Hi @here, Hope you’re doing well! I have a quick ...
# harvester
f
Hi @here, Hope you’re doing well! I have a quick question: • What images are you using to provision RKE2 clusters in Harvester? • How long does it typically take for you to provision a 3-node cluster? For reference, I’m currently testing with: • openSUSE Leap 15.6 • openSUSE Leap 16 • openSUSE Leap Micro 6 With these images, provisioning takes: • ~1 hour when using Calico • ~30–40 minutes when using Flannel
t
Hi.. • I prefer Rocky • 5-10 minutes. I would check to see how long it takes for a VM to spin up. versus the rke2 scripts.
❤️ 1
w
That sounds a bit long, were using OpenSuse leap micro 6.1, the last provision log shows about 30 mins per node - this is on NVME/10GiB network, Network using Calico. I'll give flannel a go next time we bring one up... We did use Rocky first time but found that slower and less flexible, as were using an NFS storage the Suse image came preconfigured with a lot of what we needed out the box and seemed to provision in half the time. We have used and still use Rocky for VM's, since this is a Kubernetes cluster the OS has no bearing on the workloads you run within it, you want a light weight OS with minimal features and the basics for workloads. Leap Micro's storage requirements are 1/5 the size of a Rocky install and that should result in faster node creation. What type of storage are you running? And how have you setup the network?
f
Im using harvester longhorn with HDDs unfortunately
I added 1 ssd per server and installed harvester then i added HDDs and configured to be used by longhorn
So all vms are running in HDD but i dont think thats the issue
Since the vms gets created in 2 min and +-2 minutes to finish the cloudinit
I dont think thats an issue
w
Ahh - thats your slowdown right there, remember your disk images have to copy over, then installs etc download packages - HDD is really very slow and if your doing it right (with replicas over 3 nodes min) thats a lot of data to shunt about to get a node up... Grab yourself some cheep 1TiB SSD's... Oh - if you have SSD's then just setup another storage type - you'll need to download the image to the same format - then you can seed them on SSD - it will make a big difference. We're using NVME - there is quite a bit of IO going on while these are setup and RKE2 needs high IOPS to work properly. Thats my experience anyway.

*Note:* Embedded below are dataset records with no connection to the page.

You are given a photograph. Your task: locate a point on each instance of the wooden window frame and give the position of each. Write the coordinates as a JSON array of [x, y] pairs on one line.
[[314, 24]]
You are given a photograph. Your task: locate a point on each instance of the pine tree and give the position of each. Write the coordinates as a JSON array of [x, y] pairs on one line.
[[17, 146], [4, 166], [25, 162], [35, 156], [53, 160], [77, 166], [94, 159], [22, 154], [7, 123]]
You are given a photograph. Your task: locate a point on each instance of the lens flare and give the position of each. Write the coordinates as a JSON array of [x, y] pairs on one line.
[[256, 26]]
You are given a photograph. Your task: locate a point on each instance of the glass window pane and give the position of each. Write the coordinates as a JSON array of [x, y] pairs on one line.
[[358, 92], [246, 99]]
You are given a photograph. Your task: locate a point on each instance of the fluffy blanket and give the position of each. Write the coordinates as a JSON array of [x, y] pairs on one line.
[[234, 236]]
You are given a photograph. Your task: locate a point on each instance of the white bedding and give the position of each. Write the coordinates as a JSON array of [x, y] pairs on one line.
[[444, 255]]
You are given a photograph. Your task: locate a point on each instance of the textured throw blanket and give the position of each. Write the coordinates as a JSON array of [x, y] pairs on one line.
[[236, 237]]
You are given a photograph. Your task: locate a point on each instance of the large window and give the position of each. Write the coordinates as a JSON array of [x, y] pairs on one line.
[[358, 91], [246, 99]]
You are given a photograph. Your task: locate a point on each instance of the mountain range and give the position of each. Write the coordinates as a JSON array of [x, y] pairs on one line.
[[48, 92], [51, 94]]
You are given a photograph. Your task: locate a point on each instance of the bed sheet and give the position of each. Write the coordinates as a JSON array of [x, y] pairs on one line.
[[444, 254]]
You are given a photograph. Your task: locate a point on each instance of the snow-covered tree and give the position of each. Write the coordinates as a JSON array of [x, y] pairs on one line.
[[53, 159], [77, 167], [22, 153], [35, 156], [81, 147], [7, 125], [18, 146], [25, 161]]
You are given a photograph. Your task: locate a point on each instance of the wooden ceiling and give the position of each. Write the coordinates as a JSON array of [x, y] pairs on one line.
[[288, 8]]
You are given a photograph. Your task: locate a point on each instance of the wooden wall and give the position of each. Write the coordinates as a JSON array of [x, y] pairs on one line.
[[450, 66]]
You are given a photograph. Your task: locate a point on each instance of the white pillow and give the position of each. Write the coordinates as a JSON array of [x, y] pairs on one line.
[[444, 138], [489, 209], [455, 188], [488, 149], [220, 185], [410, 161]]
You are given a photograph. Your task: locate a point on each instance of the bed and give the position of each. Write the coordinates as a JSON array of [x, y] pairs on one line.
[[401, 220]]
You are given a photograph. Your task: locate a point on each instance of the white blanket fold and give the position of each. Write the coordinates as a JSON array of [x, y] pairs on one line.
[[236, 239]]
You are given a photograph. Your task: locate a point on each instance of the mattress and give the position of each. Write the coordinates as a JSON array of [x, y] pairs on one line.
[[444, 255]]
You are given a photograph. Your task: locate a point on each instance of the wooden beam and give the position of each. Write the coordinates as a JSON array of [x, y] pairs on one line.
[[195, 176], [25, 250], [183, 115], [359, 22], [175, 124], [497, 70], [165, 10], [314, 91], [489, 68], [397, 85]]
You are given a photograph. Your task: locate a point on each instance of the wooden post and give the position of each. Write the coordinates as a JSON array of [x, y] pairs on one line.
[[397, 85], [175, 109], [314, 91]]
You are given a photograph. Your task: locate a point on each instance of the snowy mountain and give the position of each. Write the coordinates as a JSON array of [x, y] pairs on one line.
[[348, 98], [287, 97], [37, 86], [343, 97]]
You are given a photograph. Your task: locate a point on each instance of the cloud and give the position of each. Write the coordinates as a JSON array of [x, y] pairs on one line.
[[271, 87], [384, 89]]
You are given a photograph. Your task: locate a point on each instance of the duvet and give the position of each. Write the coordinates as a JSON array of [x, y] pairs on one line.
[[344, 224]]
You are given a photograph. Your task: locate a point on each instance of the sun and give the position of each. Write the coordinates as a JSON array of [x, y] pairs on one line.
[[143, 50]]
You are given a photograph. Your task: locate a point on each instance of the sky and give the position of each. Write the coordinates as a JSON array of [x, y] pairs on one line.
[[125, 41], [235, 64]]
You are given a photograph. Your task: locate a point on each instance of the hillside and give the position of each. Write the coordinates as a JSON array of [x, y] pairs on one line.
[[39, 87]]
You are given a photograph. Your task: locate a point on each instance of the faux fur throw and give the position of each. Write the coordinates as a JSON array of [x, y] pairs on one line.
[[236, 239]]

Would love to be wrong as we're 20TiB of HDD in each machine....
Can you see your SSD's listed in the longhorn volumes?
f
No
Unfortunately
w
if so - you could try tagging them so you can setup a storage class for them...
f
They are only in os i chose them as os and hdd as data volume when i set them up
Im not really directly replicating
But the strange part is that with ubuntu
The cluster comes up in 15-20 minutes
w
you sure they are not listed - were they small SSD's - we used 1TiB disks and we ended up with about 600GiB that we could provision to.
f
And in 40 minutes a 4 node cluster 3 controleplane 1 worker
They are 800 gb hp sas SSD
w
Something sounds strange there - is it the image your using, maybe use a newer version of Leap - we used micro 6.1. Ubuntu is a good fallback - but again like rocky its quite a lot of OS for what is just orchestration.
Mind you it would be using a local image wouldnt it...
I wonder if its updating itself during isntall
since thats an old OS - and in SUSE it would need to create another snapshot and restart to apply updates.
Anyways - let me know if you figure it out - thought I'd share my experience as our OS choice is very similar, just one minor version newer.
❤️ 1
f
Thanks a lot
I will let you know if i figure it out
I have also other issues
For example for some reason clusters go offline every day for 1-3 hours
Kubelet not responding
And i think is related to CCM
But its making me doubt the choice of harveter
w
We did struggle early on, I think you need a good network - we use 2x10GiB SPF+ just for management/storage and have configured the storage with its own dedicated network on a VLAN - until we did that we did get lots of issues with stability.
f
That’s my point too
w
I'm also close to getting rid of it - but we do have some VM requirements still... if we didn't I'd wipe the harvester cluster and go bare metal with ceph - but harvester is good at running mixed environments when you get the setup worked out, i.e. if you want to run VM's and RKE2 clusters at the same time.
f
Ye thats my requirement too
w
That is the one thing thats very good - particularly if your trying to get into k8s and want to experiment - it does make it easier but there is an overhead and you will need to make sure network and storage is up to the job.
p
^ this is why I ❤️ single node harvester. imo makes a lot of sense for good % of use cases
f
And then single point of failure
For example (im running my startup in there)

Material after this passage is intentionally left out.